Let's say you decide you're going to exchange medical technology/information for... fuck, I don't know what we could offer a starship, let's say a few thousand tons of titanium. Who do you trade with? Suppose they start a war over who gets to trade with you. Or suppose whatever you trade them gets used by whomever you trade with to gain a strategic advantage over their neighbors.
This is not to say that the Prime Directive is always right and must be adhered to blah blah blah, or even to try and justify unnecessarily constrictive writing practices like Michael Piller was prone to do. Rather, I'm trying to point out that you might be looking at things a bit simplistically (and somewhat histrionically). You're right, as a 'sacred and inviolate rule' it stinks, and some of the writers have gone waaaaay overboard in promoting it - but a general principle of non-intervention is still not a bad idea in and of itself.
First Contact is an episode highlighting the negative attitude the writers had for the military, while thinking that by sticking to their Prime Directive bullshit, everything would work out in the end because everyone would just shrug their shoulders and say "oh, that makes sense." Imagine how angry someone would be if the Federation shows up and offers advanced medical treatment, but they've been watching for over a year and could have easily treated a family member's disease from which they died. Are they going to shrug their shoulders and say, "Oh well, they knew what they were doing."
Also, why did that scientist only need to go up to the minister to request funding, instead of some sort of parliament or congress, some lawmaking body, to request funds? Does the minister control the purse strings of the entire government that he can fling around on a whim? What about annual budgets and research grants? Is he space Obama? Is that how things work in Star Trek? Just go up to someone and ask for money, since there is no money? It'd be like saying, here, have a few extra oxygen molecules, I don't need them.

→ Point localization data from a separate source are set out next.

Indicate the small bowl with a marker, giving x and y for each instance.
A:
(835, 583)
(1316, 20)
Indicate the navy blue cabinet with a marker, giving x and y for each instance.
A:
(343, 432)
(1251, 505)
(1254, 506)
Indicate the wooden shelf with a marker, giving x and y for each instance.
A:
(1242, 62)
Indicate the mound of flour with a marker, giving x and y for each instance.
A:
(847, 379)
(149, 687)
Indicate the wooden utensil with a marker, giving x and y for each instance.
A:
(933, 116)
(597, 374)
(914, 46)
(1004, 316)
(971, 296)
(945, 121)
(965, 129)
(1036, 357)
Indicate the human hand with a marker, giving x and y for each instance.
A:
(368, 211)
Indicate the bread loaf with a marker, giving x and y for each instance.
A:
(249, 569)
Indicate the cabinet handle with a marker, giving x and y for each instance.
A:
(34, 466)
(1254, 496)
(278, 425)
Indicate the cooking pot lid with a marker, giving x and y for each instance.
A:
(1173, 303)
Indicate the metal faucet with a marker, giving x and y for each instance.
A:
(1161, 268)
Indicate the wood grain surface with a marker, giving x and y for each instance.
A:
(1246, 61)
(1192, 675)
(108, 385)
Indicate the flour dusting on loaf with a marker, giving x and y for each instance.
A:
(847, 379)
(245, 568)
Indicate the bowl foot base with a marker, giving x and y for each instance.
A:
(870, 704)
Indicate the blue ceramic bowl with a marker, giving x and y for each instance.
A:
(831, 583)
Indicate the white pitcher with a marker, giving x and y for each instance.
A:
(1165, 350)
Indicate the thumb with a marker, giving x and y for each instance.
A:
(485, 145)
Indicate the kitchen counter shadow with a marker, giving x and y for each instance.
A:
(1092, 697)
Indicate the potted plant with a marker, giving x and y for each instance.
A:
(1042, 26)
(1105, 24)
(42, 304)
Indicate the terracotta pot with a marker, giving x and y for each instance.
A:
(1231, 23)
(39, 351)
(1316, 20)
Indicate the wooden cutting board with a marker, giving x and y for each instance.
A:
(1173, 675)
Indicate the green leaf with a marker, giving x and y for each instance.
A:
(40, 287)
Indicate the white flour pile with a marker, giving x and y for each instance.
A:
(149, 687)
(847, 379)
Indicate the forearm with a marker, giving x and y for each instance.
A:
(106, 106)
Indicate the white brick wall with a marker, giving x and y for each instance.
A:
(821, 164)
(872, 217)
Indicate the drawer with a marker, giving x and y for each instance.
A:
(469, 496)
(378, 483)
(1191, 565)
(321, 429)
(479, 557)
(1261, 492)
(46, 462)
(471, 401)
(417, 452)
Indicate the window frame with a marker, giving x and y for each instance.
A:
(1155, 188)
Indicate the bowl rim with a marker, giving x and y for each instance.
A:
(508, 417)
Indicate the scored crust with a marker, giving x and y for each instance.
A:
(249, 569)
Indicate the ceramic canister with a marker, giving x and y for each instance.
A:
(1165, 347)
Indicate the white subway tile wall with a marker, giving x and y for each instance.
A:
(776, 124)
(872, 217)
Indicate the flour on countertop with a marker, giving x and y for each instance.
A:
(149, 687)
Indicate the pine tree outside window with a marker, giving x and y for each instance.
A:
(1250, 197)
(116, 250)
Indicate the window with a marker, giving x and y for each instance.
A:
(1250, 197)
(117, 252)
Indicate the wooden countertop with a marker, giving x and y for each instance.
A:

This scenario already occurs every day. Throughout the world are a number of tribes of human beings living in extreme isolation. They are almost totally ignorant of the outside world and of nearly every technological concept we take for granted, including the vast majority of medicinal knowledge. Attempts to integrate them into our society have always been disastrous. This is not to say that contact should never be made, but that there is legitimate cause to be extremely cautious in initiating contact and not for anything so brutishly simple as 'well we got some great stuff here let's just go give it to 'em so they'll live better'.
Your last remarks seem almost purposefully obtuse. To my knowledge the only space nation explicitly stated to have abandoned money is the Federation, so whining about the money issue with regard to a civilization that just barely built a warp drive seems out of place. In a wholly self-contained 44 minute story, it simplifies the script considerably to reduce the number of people, places, and events that the audience has to keep track of. And besides, it's enormously cheaper to just have the two already-budgeted guest stars talk to each other than to try and get something as large and unwieldy as a parliament portrayed, especially when we're never going to see it again. It's okay to take television production realities into consideration when you're thinking about an episode, it really is.
But seriously, dude, that was a lot of words. Did Gene Roddenberry sleep with your wife?
(Also a bit of pedantic trivia: Roddenberry probably wasn't really involved with the episode First Contact. At that point in the series he was pretty ill and did not participate much in running TNG. He may have had brief plot blurbs run by him for his approval but he certainly was not editing or rewriting scripts anymore.)